文の部屋に置いてあった「成長しないトネリコ」=「ロリコンである自分(文)」っていう暗喩かな、って僕も最初は思ってました。

 

でも本当の意味は物語の終盤に明らかになります。

  • 他の人と一緒でありたいのに、自分だけが違う
  • 他人の反応を想像して、悩みを打ち明けられない

これって結構しんどいです。

 

「きちんとした」家庭で育ち、常に正しいことを求められ、がんじがらめにされて育ってきた文。

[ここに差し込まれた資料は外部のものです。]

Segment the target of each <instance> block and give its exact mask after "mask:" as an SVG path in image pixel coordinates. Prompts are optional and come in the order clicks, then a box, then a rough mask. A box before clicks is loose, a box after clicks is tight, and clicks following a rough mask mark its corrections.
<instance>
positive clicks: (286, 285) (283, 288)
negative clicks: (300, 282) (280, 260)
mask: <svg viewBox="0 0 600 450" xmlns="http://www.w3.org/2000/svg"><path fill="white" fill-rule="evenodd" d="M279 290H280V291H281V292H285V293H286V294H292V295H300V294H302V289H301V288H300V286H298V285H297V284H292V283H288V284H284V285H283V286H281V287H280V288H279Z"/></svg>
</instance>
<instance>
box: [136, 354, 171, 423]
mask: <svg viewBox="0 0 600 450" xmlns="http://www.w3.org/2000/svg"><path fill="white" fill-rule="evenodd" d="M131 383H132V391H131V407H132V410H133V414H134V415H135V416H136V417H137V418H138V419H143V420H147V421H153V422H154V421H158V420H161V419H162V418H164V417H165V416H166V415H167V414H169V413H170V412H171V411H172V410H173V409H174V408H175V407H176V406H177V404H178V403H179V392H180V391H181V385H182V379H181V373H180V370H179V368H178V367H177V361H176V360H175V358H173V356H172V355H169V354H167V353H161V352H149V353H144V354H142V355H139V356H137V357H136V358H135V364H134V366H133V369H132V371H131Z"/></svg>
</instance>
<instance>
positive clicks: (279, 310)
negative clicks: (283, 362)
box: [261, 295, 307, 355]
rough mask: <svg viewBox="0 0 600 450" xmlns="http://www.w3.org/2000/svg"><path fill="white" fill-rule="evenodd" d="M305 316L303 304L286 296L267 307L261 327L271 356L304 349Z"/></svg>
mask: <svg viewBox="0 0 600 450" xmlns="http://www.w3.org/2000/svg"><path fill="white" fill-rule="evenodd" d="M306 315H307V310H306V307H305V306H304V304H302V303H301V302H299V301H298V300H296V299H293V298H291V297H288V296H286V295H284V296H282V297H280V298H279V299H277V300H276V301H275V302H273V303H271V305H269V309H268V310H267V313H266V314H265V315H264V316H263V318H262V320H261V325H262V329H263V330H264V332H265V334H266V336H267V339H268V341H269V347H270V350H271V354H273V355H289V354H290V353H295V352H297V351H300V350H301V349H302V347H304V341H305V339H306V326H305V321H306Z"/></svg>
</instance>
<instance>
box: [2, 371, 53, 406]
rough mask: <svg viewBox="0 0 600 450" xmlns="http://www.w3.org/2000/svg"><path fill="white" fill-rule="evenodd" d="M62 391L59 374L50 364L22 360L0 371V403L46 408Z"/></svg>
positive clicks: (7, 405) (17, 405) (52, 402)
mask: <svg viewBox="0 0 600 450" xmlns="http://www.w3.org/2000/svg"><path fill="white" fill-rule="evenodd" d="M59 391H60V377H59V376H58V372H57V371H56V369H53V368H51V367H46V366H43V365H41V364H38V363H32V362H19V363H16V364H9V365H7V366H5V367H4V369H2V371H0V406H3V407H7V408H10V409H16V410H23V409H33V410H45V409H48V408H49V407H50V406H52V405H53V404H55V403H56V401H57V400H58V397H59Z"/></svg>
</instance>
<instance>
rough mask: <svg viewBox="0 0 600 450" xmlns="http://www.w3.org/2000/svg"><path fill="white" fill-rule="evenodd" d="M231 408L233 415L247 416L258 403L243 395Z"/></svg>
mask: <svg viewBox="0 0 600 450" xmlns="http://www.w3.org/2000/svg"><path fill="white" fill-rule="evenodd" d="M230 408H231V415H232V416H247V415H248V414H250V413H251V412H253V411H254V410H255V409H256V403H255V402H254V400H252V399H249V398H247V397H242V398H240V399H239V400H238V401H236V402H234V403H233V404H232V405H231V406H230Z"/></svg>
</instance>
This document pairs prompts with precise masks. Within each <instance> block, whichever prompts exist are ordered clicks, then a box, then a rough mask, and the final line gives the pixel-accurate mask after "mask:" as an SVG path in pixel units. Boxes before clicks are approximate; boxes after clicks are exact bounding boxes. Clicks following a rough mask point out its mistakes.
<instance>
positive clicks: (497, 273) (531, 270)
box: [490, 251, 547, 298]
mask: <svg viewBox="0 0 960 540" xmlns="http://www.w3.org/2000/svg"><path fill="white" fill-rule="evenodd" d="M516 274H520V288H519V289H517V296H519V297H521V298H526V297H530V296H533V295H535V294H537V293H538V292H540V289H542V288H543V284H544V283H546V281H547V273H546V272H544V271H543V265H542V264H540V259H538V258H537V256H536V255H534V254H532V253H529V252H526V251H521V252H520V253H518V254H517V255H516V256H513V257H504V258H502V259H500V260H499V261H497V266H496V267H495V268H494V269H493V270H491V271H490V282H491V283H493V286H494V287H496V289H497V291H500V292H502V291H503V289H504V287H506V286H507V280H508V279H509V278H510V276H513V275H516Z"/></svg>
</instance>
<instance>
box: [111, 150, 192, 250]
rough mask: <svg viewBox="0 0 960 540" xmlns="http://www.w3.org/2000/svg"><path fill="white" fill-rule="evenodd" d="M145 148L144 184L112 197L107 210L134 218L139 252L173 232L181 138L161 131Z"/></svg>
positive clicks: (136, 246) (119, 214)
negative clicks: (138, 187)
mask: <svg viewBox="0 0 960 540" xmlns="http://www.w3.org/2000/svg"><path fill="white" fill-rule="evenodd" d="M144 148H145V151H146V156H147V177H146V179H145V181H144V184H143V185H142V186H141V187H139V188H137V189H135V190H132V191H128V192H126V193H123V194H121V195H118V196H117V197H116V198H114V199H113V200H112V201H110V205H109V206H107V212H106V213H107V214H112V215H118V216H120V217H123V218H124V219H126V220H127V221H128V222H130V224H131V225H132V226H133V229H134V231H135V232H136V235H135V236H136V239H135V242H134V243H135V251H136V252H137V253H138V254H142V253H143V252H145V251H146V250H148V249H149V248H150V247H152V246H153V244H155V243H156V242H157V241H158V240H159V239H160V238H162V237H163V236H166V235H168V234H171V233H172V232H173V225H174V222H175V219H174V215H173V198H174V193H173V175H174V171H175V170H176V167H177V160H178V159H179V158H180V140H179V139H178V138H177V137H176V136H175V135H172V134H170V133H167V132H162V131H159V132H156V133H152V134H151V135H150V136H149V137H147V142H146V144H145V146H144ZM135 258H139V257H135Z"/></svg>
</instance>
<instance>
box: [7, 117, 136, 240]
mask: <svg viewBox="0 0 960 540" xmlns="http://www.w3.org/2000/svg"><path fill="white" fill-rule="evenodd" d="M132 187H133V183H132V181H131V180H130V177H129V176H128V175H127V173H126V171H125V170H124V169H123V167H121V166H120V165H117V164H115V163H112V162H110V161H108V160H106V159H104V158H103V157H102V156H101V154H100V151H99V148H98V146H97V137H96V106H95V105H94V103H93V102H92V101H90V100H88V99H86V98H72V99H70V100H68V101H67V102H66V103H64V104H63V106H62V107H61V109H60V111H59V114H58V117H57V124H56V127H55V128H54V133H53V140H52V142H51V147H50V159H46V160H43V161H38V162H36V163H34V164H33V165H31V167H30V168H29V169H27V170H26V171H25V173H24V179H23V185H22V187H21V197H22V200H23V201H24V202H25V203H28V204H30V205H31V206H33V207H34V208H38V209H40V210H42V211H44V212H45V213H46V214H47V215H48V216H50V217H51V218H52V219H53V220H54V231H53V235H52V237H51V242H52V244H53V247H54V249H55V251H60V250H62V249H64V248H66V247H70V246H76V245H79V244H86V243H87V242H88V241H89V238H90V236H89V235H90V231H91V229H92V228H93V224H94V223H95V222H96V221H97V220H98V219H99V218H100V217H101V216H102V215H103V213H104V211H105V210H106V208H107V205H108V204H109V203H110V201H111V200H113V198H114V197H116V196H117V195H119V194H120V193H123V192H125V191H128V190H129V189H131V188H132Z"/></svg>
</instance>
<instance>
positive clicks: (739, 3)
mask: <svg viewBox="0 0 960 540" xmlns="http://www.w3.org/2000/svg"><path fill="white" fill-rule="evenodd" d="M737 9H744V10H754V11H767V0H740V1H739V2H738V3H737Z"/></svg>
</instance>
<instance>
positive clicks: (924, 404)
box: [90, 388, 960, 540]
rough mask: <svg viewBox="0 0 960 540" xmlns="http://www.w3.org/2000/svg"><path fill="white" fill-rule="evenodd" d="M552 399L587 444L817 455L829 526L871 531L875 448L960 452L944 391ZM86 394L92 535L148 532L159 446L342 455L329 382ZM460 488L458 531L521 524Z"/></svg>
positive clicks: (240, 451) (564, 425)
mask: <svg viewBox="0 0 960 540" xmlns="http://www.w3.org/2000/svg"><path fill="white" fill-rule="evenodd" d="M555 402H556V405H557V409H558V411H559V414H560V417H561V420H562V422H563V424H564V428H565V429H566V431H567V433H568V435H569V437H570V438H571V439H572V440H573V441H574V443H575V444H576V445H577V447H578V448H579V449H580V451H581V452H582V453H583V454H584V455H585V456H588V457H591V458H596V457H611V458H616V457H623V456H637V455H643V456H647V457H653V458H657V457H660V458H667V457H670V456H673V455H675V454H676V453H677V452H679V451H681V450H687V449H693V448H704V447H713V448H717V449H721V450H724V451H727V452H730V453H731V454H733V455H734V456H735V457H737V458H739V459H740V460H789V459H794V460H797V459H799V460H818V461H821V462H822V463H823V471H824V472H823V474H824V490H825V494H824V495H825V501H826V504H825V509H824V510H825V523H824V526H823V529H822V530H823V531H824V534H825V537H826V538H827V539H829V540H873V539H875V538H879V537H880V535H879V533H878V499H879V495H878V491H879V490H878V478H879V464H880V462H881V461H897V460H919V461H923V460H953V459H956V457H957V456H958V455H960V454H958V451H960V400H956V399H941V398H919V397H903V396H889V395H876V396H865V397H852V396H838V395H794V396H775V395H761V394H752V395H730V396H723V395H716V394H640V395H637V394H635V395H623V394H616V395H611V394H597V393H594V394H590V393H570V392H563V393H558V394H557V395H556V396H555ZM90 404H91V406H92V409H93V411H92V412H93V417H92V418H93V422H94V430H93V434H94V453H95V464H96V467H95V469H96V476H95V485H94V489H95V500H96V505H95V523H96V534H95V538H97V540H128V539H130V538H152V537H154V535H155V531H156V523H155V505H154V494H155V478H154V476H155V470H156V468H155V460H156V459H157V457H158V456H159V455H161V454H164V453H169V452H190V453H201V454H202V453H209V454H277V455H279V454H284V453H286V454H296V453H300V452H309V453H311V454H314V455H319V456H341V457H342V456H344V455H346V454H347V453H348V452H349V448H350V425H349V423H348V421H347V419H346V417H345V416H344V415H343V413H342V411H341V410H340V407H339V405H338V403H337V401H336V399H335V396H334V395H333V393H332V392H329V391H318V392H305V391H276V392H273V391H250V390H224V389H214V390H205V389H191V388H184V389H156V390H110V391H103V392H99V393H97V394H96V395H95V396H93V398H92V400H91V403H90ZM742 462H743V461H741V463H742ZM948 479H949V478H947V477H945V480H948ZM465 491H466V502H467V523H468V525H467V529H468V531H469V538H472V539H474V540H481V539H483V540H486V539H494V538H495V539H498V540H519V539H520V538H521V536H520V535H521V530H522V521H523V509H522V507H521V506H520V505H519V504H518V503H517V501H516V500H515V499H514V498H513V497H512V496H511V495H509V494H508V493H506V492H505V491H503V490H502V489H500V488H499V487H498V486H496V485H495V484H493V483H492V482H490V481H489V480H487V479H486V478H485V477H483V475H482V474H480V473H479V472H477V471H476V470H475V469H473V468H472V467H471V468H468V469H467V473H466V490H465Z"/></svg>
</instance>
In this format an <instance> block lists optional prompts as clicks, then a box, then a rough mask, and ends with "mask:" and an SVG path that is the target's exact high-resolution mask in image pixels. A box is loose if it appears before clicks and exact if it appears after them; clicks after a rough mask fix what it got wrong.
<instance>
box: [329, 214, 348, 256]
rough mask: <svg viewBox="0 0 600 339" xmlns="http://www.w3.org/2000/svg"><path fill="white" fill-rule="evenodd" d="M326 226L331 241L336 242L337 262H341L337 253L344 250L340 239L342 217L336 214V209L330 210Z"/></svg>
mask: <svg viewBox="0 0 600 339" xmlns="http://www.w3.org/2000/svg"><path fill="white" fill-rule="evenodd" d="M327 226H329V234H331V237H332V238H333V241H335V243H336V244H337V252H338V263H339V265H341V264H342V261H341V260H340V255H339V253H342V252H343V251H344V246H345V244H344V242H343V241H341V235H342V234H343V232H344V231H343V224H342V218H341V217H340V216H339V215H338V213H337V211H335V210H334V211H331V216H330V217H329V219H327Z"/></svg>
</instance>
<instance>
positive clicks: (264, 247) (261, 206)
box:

自分の悩み=正しくないこと。これを打ち明けることは、とても難しいことだったのだと思います。

 

普通ってなんだろう?

流浪の月カバー写真

「今日の晩ご飯はアイス。」

このことが普通だと思う人もいれば、非常識だと感じる人も、もちろんいるでしょう。「普通」の基準は人それぞれです。

 

自分の価値観を更紗に強要する亮は、自分にとって普通ではないこと(非常識)が許せない。

一方で価値観は違うかもしれないけど、更紗の「普通」を受け入れてくれる文。

 

このふたりが、対称的に描かれていました。

 

他人の「普通」を受け入れること。

なかなか難しいことではないでしょうか。

 

最後に

『流浪の月』を読んで、自分の居場所があることの大切さについて考えさせられました。

 

主人公のふたりが一緒にいることは、一般的には異様な光景でしょう。

 

もしも現実にそんな状況があれば、何も知らない僕は、ふたりのことを好奇の目で見てしまうかもしれません。

そんな行為が、知らないうちに人を傷つけてしまっているかも。

 

物語の終盤に更紗が問いかけます。

 

わたしたちはおかしいのだろうか。

その判定は、どうか、わたしたち以外の人がしてほしい。

わたしたちは、もうそこにはいないので。

 

あなたはこの作品を読んで、何を感じるでしょうか。

 

ここまでお読みいただき、ありがとうございました。